According to American institute of human development, in one’s life time there are four significant life stages: Adolescence (Ages 12-20),Early Adulthood (Ages 20-35),Midlife (Ages 35-50) and Mature Adulthood (Ages 50-80). As people become older and move across life stages, they will show different characteristics. In this analysis, we use a corpus of 100,000 crowd-sourced happy moments and apply natural language processing to find out how people’s expression habits and happiness get changed as they move across life stages. The organization of this report is as follows. Part2 explores the distribution of sentence length for each age group,Part3 explores which terms having high frequecy to appear in people’s words about happiness. Part4 use both td-idf and Latent Dirichlet allocation methods to explore what are the differnces in happiness among different age groups.
Let’s first focus on the distribution of sentence’s length for each age group. As we can see from the box plots below, when aging, people generally write longer sentences. There is no particular studies about this finding. But based on a reporthttps://www.health.harvard.edu/mind-and-mood/how-memory-and-thinking-ability-change-with-age from Harward university, two reaons might be related to this phenomenon. First, people’s brain degenerates as aging, and as a result, people can’t think of precisely the word they are looking for. So, they use longer sentence to express themselves since they can’t think out some of the “precise” words when writing. Second,the branching of dendrites in people’s brain increases when aging, and connections between distant brain areas strengthen. This means people’s brain becomes better at seeing the entire forest and worse at seeing the leaves with age.Thus, older people might write a longer sentence since they tend to show the whole picture.
Second, let’s focus on the content of our data set. As we can see from the wordcloud below, the following terms frequently appear in people’s words about happiness:friend,family,played,daughter,son, watched,wife,games,etc. It seems like most of the significant words can be allocated into two groups: One is family group(e.g. son,daughter and other family memebrs), the other is personal life group(e.g.game,play,bought).
Next, let’s focus on what are the differences of happiness among different age groups. In this part, we apply tf-idf for analysis. tf-idf is a numerical statistic that is intended to reflect how important a word is to a document in a collection or corpus.It is the product of two statistics, term frequency and inverse document frequency. The four graphes below show the results of the tf-idf analysis. As we can see, for people below 20 years old, things that make them happy are related to the following words: marriage,bros,GPA,passed,ups(may be buy something). A big proportion of their happiness is related to their personal life. In contrast, for people above 50 years old, daughter, husband, son,wife, are the top 4 significant words for them.
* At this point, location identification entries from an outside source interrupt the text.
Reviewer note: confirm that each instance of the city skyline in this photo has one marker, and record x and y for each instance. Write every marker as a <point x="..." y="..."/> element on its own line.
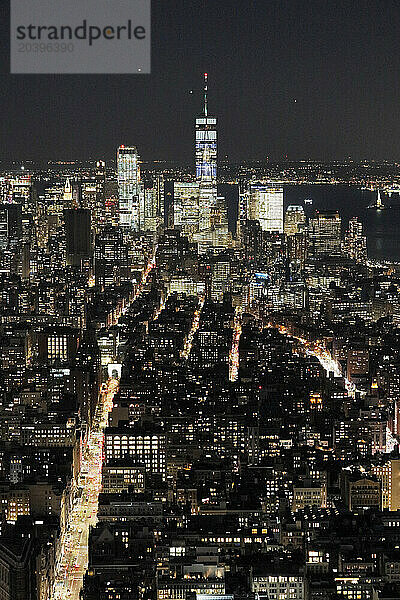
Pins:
<point x="303" y="82"/>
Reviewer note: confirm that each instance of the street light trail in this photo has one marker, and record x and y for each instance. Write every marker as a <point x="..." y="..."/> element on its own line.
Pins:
<point x="195" y="325"/>
<point x="73" y="557"/>
<point x="234" y="353"/>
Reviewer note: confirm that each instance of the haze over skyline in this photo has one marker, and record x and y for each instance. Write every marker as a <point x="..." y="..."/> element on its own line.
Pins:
<point x="316" y="81"/>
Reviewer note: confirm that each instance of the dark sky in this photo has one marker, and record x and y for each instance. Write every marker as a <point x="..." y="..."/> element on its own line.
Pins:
<point x="339" y="60"/>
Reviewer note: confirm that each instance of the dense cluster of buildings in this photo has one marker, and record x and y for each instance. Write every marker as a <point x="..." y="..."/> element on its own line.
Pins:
<point x="252" y="447"/>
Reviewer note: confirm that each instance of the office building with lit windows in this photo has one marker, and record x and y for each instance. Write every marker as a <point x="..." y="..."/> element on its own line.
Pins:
<point x="129" y="188"/>
<point x="266" y="206"/>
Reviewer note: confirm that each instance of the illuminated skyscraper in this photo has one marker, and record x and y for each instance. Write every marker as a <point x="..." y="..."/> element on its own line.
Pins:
<point x="355" y="241"/>
<point x="325" y="233"/>
<point x="295" y="219"/>
<point x="129" y="188"/>
<point x="206" y="162"/>
<point x="186" y="207"/>
<point x="266" y="206"/>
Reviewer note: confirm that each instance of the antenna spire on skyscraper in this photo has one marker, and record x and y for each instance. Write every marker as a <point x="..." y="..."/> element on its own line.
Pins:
<point x="205" y="94"/>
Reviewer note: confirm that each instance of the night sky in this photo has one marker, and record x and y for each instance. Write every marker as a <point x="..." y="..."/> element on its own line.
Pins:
<point x="307" y="79"/>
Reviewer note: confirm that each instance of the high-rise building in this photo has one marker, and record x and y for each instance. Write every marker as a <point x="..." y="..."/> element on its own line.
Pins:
<point x="325" y="233"/>
<point x="10" y="225"/>
<point x="295" y="219"/>
<point x="186" y="206"/>
<point x="153" y="206"/>
<point x="110" y="257"/>
<point x="355" y="241"/>
<point x="266" y="206"/>
<point x="77" y="235"/>
<point x="129" y="188"/>
<point x="206" y="162"/>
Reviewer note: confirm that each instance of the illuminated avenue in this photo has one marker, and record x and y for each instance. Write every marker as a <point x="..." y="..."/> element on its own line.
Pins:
<point x="200" y="382"/>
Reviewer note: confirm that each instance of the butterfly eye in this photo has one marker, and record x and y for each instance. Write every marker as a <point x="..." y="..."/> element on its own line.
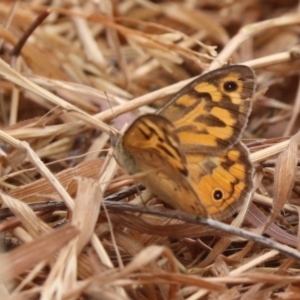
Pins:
<point x="230" y="86"/>
<point x="218" y="195"/>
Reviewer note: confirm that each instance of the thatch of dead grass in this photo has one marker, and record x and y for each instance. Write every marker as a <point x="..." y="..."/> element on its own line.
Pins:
<point x="73" y="226"/>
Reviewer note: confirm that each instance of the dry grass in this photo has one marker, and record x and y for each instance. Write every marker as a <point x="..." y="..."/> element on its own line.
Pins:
<point x="102" y="61"/>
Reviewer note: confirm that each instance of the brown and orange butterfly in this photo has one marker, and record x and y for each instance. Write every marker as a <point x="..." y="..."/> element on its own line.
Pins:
<point x="189" y="153"/>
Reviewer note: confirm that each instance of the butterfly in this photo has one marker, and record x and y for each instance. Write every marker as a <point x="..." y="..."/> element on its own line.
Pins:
<point x="189" y="153"/>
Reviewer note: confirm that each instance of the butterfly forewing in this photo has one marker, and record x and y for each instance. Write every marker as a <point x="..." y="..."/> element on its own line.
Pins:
<point x="212" y="111"/>
<point x="189" y="153"/>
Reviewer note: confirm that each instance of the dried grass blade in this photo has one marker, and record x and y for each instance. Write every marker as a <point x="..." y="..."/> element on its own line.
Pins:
<point x="29" y="254"/>
<point x="285" y="175"/>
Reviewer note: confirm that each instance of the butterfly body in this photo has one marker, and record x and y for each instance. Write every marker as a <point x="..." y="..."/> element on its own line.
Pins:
<point x="189" y="153"/>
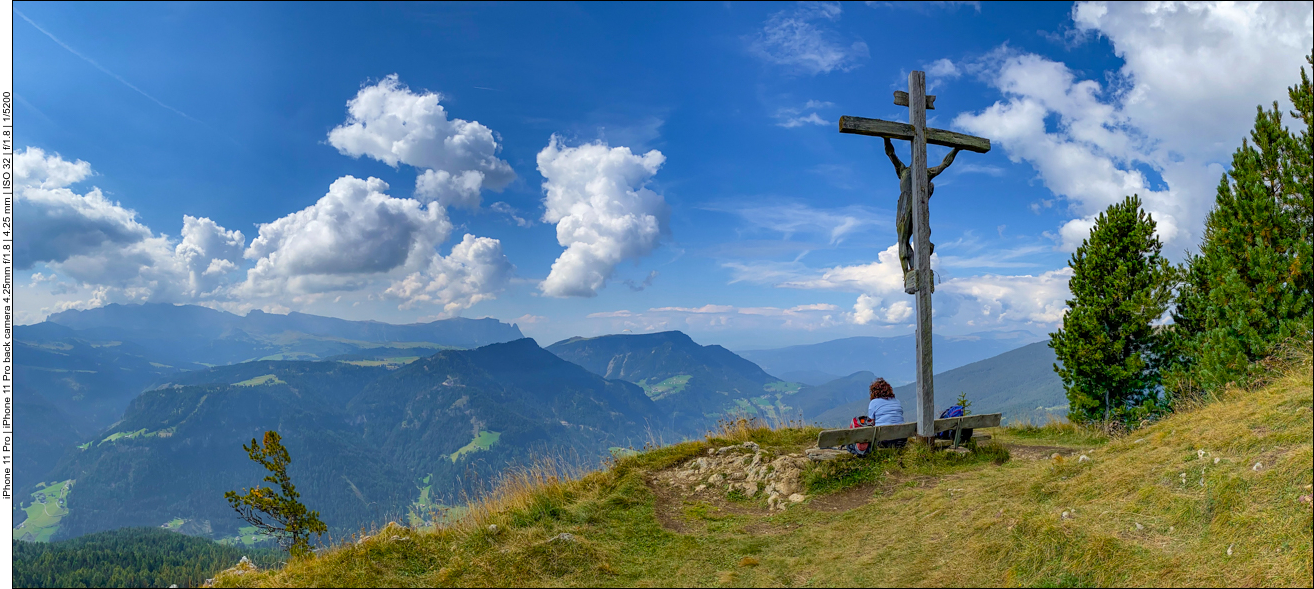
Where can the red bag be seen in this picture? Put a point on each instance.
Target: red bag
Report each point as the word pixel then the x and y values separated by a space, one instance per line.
pixel 862 421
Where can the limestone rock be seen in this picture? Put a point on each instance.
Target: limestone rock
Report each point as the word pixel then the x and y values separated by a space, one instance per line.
pixel 824 454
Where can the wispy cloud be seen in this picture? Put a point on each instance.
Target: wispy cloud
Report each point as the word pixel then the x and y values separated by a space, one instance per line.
pixel 796 218
pixel 109 72
pixel 800 41
pixel 791 117
pixel 978 168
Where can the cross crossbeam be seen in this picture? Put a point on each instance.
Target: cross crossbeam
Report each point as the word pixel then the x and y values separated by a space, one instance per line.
pixel 902 130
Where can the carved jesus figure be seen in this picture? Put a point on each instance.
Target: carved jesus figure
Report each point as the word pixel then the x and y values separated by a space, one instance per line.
pixel 903 221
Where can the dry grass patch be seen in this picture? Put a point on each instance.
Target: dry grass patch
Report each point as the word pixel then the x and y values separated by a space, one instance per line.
pixel 1159 506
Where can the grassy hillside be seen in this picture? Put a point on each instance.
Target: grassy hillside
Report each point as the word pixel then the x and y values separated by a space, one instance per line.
pixel 1213 496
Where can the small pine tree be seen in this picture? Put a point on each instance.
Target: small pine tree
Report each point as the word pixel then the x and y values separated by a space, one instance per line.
pixel 1250 287
pixel 288 521
pixel 1108 349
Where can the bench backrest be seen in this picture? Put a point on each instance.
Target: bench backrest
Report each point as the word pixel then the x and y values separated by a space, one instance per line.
pixel 836 438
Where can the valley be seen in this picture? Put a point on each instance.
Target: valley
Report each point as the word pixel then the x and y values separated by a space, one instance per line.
pixel 388 429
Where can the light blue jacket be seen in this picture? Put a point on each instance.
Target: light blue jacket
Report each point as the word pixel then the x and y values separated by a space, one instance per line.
pixel 884 412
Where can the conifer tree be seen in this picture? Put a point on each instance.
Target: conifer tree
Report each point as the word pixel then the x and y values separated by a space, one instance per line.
pixel 1108 349
pixel 1250 287
pixel 279 514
If we see these four graphes together, people care more and more about family when aging.
In this part, we apply another method called Latent Dirichlet allocation(LDA) for analysis. LDA is is a generative statistical model that allows sets of observations to be explained by unobserved groups that explain why some parts of the data are similar. Based on our previous analysis, we find that people’s happiness are generally realted to two things: their personal life and family memebrs. Thus,we set the number of topics equals to 2 for LDA analysis. The two graphes below show the top 10 terms that are most common within each topic. As we can see, graph 1(topic1) has a higher probabiliy of generating the word:family. It also has a higher probability of generating the word: son. Thus, topic1 may represent the topic about family. For graph 2(topic2),it has a higher probabily of generating the words: school, job,gam, which means topic 2 may represnt the topic about personal life. Based on these findins,in next part we will explore the weight of each topic in different agegroups.
The scatter plot below shows the weight of these two topics in each agegroup.As we can see, as the age increases, the points get closer and closer to topic2. This means the proportion of family in people’s happiness get increased when aging. Our findings in this part confirms the results from tf-idf.
Based on the website senior.com, the following reasons can be explained why people care more on family when aging. 1. Retirement is a major disruption to seniors’ social lives and it is particularly challenging for older adults to make friends. 2.Strong family relationships give seniors a stable and much-needed support system as age makes them increasingly vulnerable.
By analyzing the corpus of 100,000 crowd-sourced from Amazon, we get the following results in our analysis. 1. People generally write longer sentences as they get older.
2.Based on our corpus, we find if we do not distinguish by age groups,the following things are the main scources of happiness:Friend, Birthday, Game, School, Buy, love, talk, completed(something), movie and family members.